No mundo, a China é o país mais avançado na eliminação do dinheiro de papel. Por lá, os cartões são pouco usados, e a preferência é o pagamento via carteiras digitais tipo Wechat e Alipay, criadas por empresas. O governo chinês ficou incomodado com a ameaça de perder o controle do sistema financeiro para Big Techs e acelerou os testes do Yuan Digital. Uma campanha chegou a sortear valores digitais entre a população, para que as pessoas experimentassem o novo dinheiro. Além disso, o BC chinês lançou um aplicativo próprio, uma espécie de PicPay oficial.
Os objetivos da China vão muito além do seu mercado interno e podem representar uma mudança estrutural nas relações do comércio exterior, hoje baseada no dólar. A ascensão de moedas digitais pode dar à China o poder de liderança que já exerce nas exportações. O sistema e-yuan quer evitar que uma siderúrgica chinesa tenha que comprar dólares para adquirir minério de ferro do Brasil. A saída apresentada é a criação de uma espécie de casa de câmbio automática, capaz de converter e-yuans em e-reais instantaneamente, sem passar pelo sistema bancário internacional.
Como o maior parceiro comercial do Brasil é a China, é preciso que o nosso Banco Central acelere a circulação do Real Digital. A digitalização do sistema financeiro brasileiro tem muitas outras vantagens. Seria uma forma de enfrentar a sonegação, que representa um prejuízo de R$ 500 bilhões para o Estado brasileiro. Com 12% da arrecadação na dívida ativa, a digitalização do sistema fazendário poderá fazer com que o sistema faça a repartição da arrecadação diretamente nas contas de cada ente federado, diminuindo a burocracia e as apropriações indébitas do atual sonegador, que recebe do consumidor os impostos e não repassa para o país.
A moeda digital seria também um duro golpe contra a economia subterrânea, presente na corrupção, na lavagem de dinheiro, no tráfico de drogas e no crime organizado. Como toda transação financeira poderá ser rastreada, a prática desses crimes será dificultada. Além disso, a medida reduziria os custos com emissão do papel-moeda.

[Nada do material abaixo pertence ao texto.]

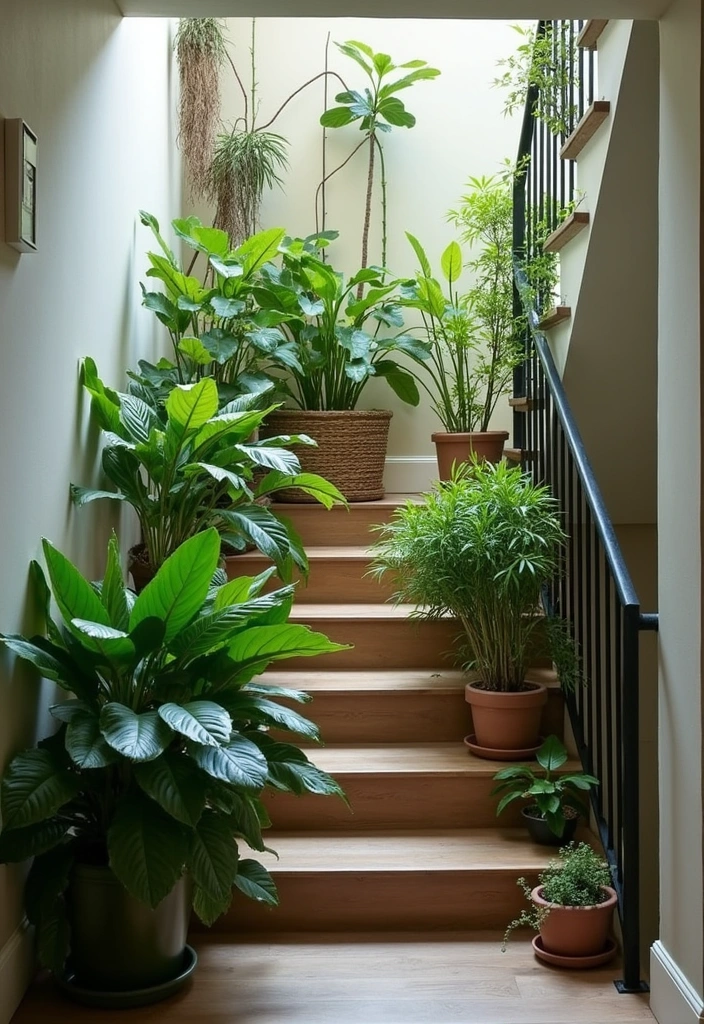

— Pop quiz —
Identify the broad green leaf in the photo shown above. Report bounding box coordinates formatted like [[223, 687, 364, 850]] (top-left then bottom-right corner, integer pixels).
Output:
[[440, 242, 463, 285], [159, 700, 232, 746], [100, 700, 173, 761], [234, 860, 278, 906], [166, 377, 219, 432], [133, 751, 208, 827], [0, 818, 69, 864], [0, 750, 78, 828], [107, 791, 188, 907], [42, 539, 109, 626], [188, 735, 268, 791], [188, 811, 239, 900], [130, 528, 220, 644]]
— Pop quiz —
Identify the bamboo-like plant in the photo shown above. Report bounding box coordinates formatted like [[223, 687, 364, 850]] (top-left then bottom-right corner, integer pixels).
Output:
[[373, 462, 569, 692]]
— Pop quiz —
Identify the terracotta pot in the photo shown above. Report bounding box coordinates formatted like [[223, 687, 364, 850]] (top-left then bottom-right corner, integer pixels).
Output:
[[431, 430, 509, 480], [530, 886, 617, 956], [465, 683, 547, 760]]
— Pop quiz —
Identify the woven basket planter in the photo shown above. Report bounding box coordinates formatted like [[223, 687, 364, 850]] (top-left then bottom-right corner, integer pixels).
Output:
[[259, 409, 392, 503]]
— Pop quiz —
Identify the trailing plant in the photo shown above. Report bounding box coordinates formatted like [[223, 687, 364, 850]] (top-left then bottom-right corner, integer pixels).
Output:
[[253, 231, 428, 410], [316, 39, 440, 284], [174, 17, 226, 198], [372, 461, 571, 692], [501, 843, 611, 952], [491, 736, 599, 836], [71, 358, 344, 578], [493, 22, 579, 136], [0, 529, 349, 971]]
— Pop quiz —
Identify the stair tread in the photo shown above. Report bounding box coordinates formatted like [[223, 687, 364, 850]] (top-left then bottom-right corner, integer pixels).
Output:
[[247, 828, 555, 877], [298, 742, 582, 770]]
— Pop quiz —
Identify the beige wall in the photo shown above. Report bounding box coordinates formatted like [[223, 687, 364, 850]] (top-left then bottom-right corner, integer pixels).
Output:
[[0, 0, 180, 1024], [189, 18, 520, 489], [652, 0, 704, 1024]]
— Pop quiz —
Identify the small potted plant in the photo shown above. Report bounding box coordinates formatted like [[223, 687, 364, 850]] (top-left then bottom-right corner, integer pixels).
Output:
[[502, 843, 617, 968], [375, 460, 572, 761], [492, 736, 599, 846], [0, 528, 341, 1007], [254, 232, 427, 502], [72, 359, 344, 590]]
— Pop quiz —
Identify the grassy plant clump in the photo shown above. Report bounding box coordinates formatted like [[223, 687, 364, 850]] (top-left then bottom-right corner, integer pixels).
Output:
[[373, 462, 565, 691]]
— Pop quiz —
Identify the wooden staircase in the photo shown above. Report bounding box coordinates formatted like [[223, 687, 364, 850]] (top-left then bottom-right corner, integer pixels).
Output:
[[216, 496, 581, 935]]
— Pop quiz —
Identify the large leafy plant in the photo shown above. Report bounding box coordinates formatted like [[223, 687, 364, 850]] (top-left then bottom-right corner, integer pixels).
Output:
[[373, 461, 573, 691], [253, 239, 427, 410], [72, 359, 344, 575], [320, 40, 440, 278], [0, 529, 341, 970], [491, 736, 599, 836]]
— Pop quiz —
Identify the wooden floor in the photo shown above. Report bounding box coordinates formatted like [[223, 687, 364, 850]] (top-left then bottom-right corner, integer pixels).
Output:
[[12, 932, 654, 1024]]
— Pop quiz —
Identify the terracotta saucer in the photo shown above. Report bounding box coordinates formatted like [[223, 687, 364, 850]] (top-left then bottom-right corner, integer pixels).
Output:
[[465, 732, 544, 761], [533, 935, 617, 971]]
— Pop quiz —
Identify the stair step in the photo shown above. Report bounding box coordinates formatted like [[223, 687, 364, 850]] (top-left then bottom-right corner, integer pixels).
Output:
[[225, 545, 394, 604], [577, 17, 609, 50], [538, 306, 572, 331], [542, 210, 589, 253], [220, 827, 554, 932], [266, 742, 581, 831], [272, 494, 421, 549], [279, 603, 459, 670], [560, 99, 611, 160]]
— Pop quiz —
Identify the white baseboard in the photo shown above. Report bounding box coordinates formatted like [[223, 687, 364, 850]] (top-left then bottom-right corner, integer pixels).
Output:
[[650, 939, 704, 1024], [384, 455, 438, 495]]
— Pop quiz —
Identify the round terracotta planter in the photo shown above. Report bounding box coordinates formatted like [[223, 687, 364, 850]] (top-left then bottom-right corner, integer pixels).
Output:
[[530, 886, 617, 957], [431, 430, 509, 480], [69, 864, 190, 992], [259, 409, 392, 504], [465, 683, 547, 760]]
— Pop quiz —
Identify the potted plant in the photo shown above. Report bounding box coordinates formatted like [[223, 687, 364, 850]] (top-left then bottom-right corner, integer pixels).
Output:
[[254, 240, 425, 502], [502, 843, 617, 968], [373, 460, 573, 761], [492, 736, 599, 846], [0, 528, 341, 1006], [402, 177, 525, 480], [72, 359, 344, 589]]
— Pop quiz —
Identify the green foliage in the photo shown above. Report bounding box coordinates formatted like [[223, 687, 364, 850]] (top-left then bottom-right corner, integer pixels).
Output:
[[373, 462, 565, 691], [0, 528, 349, 970], [491, 736, 599, 836], [320, 39, 440, 272], [493, 22, 579, 135], [501, 843, 611, 952], [72, 359, 344, 577], [253, 232, 426, 410]]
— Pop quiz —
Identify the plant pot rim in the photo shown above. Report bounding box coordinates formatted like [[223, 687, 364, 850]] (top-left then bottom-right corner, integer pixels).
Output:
[[430, 430, 509, 444], [530, 886, 618, 911], [465, 681, 547, 709]]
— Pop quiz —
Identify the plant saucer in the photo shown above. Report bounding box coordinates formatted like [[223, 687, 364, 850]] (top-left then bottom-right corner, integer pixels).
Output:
[[56, 946, 197, 1010], [465, 732, 544, 761], [532, 935, 618, 971]]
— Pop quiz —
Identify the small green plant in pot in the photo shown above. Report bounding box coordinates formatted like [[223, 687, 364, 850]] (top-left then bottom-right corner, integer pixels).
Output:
[[492, 736, 599, 846], [0, 528, 341, 1001], [502, 843, 617, 968], [373, 460, 571, 760]]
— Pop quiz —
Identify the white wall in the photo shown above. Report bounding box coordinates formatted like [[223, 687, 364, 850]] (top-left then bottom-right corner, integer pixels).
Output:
[[651, 0, 704, 1024], [0, 0, 180, 1024], [189, 18, 520, 489]]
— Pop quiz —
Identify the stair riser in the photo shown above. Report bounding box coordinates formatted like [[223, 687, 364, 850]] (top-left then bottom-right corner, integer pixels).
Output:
[[227, 555, 394, 604], [265, 774, 524, 831], [214, 868, 537, 933], [278, 607, 458, 671]]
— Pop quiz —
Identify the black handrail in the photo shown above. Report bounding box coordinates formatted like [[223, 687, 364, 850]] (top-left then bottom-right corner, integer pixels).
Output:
[[514, 20, 658, 992]]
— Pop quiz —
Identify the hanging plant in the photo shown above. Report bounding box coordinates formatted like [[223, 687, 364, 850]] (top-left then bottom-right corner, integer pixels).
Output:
[[174, 17, 226, 199]]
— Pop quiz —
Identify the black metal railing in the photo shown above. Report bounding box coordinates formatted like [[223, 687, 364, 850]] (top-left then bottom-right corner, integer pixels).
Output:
[[514, 22, 658, 992]]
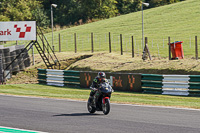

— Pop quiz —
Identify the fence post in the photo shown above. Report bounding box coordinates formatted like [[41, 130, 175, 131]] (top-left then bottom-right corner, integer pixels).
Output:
[[168, 37, 171, 60], [74, 33, 77, 53], [109, 32, 111, 53], [42, 36, 45, 53], [131, 36, 134, 58], [120, 34, 123, 55], [195, 36, 198, 60], [91, 32, 94, 53], [59, 33, 61, 52]]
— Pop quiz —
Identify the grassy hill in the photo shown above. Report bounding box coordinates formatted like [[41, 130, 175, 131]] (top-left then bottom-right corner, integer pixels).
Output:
[[39, 0, 200, 57]]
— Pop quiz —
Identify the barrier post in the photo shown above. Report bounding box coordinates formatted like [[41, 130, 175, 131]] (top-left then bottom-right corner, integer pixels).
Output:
[[168, 37, 171, 60], [91, 32, 94, 53], [195, 36, 198, 60], [74, 33, 77, 53], [59, 33, 61, 52], [131, 36, 134, 58], [109, 32, 111, 53], [120, 34, 123, 55]]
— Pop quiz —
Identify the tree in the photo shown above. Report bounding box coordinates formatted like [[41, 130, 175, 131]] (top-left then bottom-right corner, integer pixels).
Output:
[[0, 0, 49, 26]]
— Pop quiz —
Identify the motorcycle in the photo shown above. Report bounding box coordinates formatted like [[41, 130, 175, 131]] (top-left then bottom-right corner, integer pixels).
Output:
[[87, 82, 114, 115]]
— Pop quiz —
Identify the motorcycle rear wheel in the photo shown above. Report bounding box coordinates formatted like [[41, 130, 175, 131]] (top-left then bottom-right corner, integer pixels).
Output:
[[102, 99, 110, 115], [87, 98, 96, 113]]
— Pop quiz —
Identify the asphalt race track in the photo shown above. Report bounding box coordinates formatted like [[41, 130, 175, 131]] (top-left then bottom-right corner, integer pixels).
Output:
[[0, 95, 200, 133]]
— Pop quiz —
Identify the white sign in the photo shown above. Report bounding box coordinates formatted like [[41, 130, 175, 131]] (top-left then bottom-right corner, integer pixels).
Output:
[[0, 21, 36, 41]]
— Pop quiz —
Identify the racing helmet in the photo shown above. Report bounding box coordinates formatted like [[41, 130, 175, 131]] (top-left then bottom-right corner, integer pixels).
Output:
[[97, 72, 106, 79]]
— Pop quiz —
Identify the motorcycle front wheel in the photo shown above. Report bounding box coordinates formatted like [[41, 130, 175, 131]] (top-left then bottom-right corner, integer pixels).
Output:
[[102, 99, 110, 115], [87, 98, 96, 113]]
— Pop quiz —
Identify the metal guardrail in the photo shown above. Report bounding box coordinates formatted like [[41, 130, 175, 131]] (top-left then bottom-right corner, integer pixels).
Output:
[[38, 69, 80, 86], [142, 74, 200, 96]]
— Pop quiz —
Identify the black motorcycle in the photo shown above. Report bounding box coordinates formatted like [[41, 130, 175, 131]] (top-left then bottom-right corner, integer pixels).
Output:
[[87, 82, 113, 115]]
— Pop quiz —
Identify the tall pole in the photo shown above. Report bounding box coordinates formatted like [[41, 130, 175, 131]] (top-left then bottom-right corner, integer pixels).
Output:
[[51, 5, 53, 47], [142, 3, 144, 52]]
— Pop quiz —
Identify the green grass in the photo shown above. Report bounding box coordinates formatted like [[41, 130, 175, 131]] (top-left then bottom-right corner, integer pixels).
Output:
[[0, 84, 200, 109], [3, 0, 200, 57]]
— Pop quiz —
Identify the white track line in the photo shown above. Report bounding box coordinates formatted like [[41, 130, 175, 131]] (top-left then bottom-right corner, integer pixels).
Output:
[[0, 94, 200, 111]]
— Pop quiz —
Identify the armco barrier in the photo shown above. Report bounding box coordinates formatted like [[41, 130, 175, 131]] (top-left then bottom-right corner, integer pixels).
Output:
[[142, 74, 200, 96], [38, 69, 200, 96], [38, 69, 80, 86], [38, 69, 142, 92], [80, 71, 142, 92]]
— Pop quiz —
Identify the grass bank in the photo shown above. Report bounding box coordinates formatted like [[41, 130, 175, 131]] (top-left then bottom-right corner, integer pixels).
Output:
[[0, 84, 200, 109]]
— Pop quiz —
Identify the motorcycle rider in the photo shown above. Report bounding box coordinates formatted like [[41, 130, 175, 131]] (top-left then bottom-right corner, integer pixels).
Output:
[[90, 72, 108, 98]]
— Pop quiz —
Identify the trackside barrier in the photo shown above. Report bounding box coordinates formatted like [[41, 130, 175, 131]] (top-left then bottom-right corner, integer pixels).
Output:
[[142, 74, 200, 96], [38, 69, 142, 92], [38, 69, 80, 86]]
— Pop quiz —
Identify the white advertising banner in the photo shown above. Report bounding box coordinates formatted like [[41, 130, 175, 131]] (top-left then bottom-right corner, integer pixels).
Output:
[[0, 21, 36, 41]]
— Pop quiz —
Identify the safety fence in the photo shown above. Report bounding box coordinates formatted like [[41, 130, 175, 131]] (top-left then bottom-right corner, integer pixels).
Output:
[[142, 74, 200, 96], [38, 69, 80, 86], [38, 69, 200, 96]]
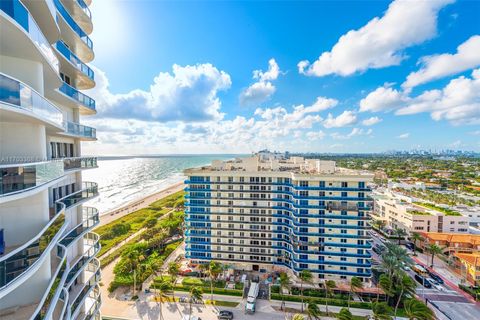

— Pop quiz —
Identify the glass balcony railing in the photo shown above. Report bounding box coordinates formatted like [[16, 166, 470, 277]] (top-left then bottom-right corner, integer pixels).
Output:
[[60, 207, 100, 247], [0, 203, 66, 290], [65, 121, 97, 139], [0, 0, 60, 73], [63, 157, 98, 171], [62, 182, 98, 209], [55, 41, 95, 80], [31, 246, 67, 320], [54, 0, 93, 49], [60, 82, 95, 111], [0, 160, 64, 197], [0, 72, 63, 127]]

Seis anos após a apresentação do meu projeto para eliminar o dinheiro de papel, a discussão do tema ganhou novos contornos. Agora, a digitalização completa da economia pode representar uma nova fase do sistema de transação monetária internacional. Os governantes que sempre foram céticos a essa minha proposta agora têm que correr atrás do prejuízo para o Brasil não ficar para trás.